At the time of his death on September 27, 1980, Werner J. Cahnman had completed the manuscript that Judith T. Marcus, Zoltan Tarr, and Transaction Publishers now offer us. In their fine introduction, the editors make clear that Cahnman, a sociologist and promoter of Jewish causes who was born in Munich to a German-Jewish family, defended a "survivalist"-as opposed to an assimilationist-point of view. He believed, that is, that repudiation of Jewish identity was too great a sacrifice for acceptance, were it to be offered, by the Gentile world.

As the somewhat loosely connected chapters of this book demonstrate, however, Cahnman was not optimistic about that acceptance, even if Jews proved willing to assimilate. As a historical sociologist interested primarily in recurring patterns of behavior in different historical epochs, he had concluded that relations between Jews and Gentiles showed a remarkable, and not very encouraging, structural durability. To be sure, those relations were not invariably unfriendly; genuine symbiosis was sometimes achieved. But conflict and hostility were the rule. Although it would be difficult to argue the point, it should be noted that the "shattering experience" of the Holocaust was always before Cahnman's eyes.

To Gentiles, according to Cahnman, the Jew has always been a "stranger," an outsider. He was, to begin with, a stranger to Christianity, having refused to believe that Jesus of Nazareth was the Messiah. In time, however, Gentile hostility cut itself loose from theology and assumed socioeconomic form. The pivotal moment in that secularizing transformation came when Christians, who were forbidden to take interest on loans, began to identify usury, even when interest was not excessive, as a deadly sin. From then on, Gentiles could always justify the resentment and envy they often felt by citing, or manufacturing, socioeconomic grievances.

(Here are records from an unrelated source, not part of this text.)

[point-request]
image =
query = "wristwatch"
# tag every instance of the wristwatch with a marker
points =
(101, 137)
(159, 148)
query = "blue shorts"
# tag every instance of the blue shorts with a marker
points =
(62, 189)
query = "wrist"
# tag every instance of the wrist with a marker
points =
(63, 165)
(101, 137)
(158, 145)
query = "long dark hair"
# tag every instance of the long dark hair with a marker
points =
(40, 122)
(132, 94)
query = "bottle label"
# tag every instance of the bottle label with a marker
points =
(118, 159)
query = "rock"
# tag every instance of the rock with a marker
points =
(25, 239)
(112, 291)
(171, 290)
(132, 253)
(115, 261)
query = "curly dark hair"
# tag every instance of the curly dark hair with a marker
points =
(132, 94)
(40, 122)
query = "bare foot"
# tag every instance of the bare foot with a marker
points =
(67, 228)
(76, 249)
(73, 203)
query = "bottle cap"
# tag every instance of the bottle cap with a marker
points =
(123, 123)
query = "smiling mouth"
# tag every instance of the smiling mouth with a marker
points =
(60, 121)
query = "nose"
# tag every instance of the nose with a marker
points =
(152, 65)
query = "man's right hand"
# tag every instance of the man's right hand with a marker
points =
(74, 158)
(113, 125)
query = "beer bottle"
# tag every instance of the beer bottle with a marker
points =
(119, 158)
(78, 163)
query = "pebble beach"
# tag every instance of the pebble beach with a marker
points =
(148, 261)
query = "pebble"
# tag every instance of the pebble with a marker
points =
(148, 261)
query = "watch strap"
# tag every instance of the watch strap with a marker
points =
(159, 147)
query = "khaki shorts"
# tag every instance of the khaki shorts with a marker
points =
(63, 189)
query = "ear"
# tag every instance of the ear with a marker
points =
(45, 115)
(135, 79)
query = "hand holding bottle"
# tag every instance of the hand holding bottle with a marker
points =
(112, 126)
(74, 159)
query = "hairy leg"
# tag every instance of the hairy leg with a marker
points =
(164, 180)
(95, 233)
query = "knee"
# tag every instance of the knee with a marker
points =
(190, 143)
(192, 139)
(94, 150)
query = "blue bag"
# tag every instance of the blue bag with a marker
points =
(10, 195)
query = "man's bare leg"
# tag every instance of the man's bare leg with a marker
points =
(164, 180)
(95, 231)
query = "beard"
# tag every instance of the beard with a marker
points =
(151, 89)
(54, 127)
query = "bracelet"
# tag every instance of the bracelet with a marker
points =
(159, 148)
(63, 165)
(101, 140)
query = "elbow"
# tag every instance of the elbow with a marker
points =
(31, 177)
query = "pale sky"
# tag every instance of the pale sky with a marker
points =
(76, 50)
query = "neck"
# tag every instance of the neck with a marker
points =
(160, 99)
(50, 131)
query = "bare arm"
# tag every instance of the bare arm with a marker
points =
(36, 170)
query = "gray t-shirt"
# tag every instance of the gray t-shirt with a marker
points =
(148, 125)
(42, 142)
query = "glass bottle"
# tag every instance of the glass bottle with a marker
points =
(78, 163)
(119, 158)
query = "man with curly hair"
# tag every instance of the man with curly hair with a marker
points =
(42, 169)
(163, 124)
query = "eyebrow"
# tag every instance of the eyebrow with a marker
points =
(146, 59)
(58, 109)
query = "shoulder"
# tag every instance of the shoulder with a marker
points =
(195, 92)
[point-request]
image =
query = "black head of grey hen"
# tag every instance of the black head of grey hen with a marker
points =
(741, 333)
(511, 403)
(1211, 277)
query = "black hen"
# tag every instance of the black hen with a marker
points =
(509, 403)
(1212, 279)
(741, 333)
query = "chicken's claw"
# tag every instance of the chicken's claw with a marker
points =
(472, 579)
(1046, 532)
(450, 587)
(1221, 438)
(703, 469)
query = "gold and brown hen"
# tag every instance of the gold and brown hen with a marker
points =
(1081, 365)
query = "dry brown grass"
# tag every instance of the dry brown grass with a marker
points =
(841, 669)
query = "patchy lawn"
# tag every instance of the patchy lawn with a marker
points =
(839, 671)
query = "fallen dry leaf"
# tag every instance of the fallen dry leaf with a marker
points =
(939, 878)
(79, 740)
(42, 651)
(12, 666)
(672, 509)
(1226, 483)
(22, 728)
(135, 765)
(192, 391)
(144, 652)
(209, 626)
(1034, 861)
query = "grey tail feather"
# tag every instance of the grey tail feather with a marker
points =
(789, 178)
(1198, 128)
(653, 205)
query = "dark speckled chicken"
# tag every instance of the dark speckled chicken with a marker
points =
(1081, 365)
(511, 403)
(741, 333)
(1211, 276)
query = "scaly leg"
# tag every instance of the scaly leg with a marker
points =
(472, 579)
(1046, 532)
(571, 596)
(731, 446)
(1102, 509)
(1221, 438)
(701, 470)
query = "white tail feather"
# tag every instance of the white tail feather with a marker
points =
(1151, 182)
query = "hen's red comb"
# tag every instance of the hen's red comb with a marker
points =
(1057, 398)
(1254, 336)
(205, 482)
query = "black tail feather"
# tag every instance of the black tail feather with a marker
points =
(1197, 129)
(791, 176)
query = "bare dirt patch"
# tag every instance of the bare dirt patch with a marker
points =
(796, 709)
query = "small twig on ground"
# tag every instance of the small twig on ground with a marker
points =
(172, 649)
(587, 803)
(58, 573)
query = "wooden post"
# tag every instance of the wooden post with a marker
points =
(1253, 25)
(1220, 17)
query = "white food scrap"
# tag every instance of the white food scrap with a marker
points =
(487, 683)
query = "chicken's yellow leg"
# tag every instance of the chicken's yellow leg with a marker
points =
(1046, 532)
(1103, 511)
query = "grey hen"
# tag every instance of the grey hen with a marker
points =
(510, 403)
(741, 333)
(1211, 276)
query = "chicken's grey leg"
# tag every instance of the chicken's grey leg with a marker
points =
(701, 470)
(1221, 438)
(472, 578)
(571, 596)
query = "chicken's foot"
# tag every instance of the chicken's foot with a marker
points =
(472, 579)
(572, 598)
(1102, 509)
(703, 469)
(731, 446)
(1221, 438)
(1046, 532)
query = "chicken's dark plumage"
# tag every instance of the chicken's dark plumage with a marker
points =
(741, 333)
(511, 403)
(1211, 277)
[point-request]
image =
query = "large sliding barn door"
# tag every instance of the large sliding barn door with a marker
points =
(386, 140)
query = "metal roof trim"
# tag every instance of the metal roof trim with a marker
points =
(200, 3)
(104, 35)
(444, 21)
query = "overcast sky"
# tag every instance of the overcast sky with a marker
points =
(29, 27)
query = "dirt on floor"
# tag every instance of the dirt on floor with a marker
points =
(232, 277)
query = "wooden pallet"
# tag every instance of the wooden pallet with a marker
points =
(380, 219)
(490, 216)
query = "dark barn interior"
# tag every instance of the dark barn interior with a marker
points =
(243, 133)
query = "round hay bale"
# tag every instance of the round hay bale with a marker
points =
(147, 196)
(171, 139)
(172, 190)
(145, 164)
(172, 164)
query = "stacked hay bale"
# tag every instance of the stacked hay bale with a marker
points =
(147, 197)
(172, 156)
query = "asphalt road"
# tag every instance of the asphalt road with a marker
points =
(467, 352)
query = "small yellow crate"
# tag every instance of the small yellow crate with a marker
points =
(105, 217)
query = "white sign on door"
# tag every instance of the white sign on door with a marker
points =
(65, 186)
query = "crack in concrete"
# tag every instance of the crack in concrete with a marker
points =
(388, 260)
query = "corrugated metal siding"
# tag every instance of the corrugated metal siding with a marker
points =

Drawing upon Norman Cohn's classic, The Pursuit of the Millennium, Cahnman points out, in a thoughtful chapter entitled "The Revolt of the Masses," that it was primarily the lower classes that were drawn to millenarian sects that demonized Jews as well as Church hierarchs; "repressed pagan emotions surfaced again," Cahnman wrote. Like Cohn, he viewed millenarian hysteria and hatred as ominous portents of Nazi populism and mass murder. At the same time, he made the important observation that dehumanization-the Jew as devil or unclean animal-always paved the way for murder.

Cahnman was ambivalent in his attitude toward the Enlightenment. He appreciated the role it played in Jewish emancipation but believed the asking price-"the dissolution of Jewish peoplehood"-to be too high. And though he himself seemed to think of Judaism primarily in ethical terms, he recognized that the weakening of religion led to a questioning of morality and ultimately to "the nihilism inherent in the Nazi movement."

For Jews-and not Jews alone-Nazism led to the abyss, but Cahnman was not much impressed by what some others have regarded as promising experiments in human relations: the Soviet Union and the United States. There was nothing, he concluded, in the policies of the USSR that could be considered a new beginning in Jewish-Gentile relations. And to the question "Is America different?" he answered with an emphatic "no"; in the new world, "the pattern of the centuries," even if less lethal, remained essentially unchanged. It comes as no surprise, then, to learn that Cahnman sympathized with the state of Israel. But that only led him to fear that anti-Zionism was or would soon be a convenient cover for anti-Semitism. Recent events around the world make that fear seem real-all the more reason for men and women of good will to redouble their efforts.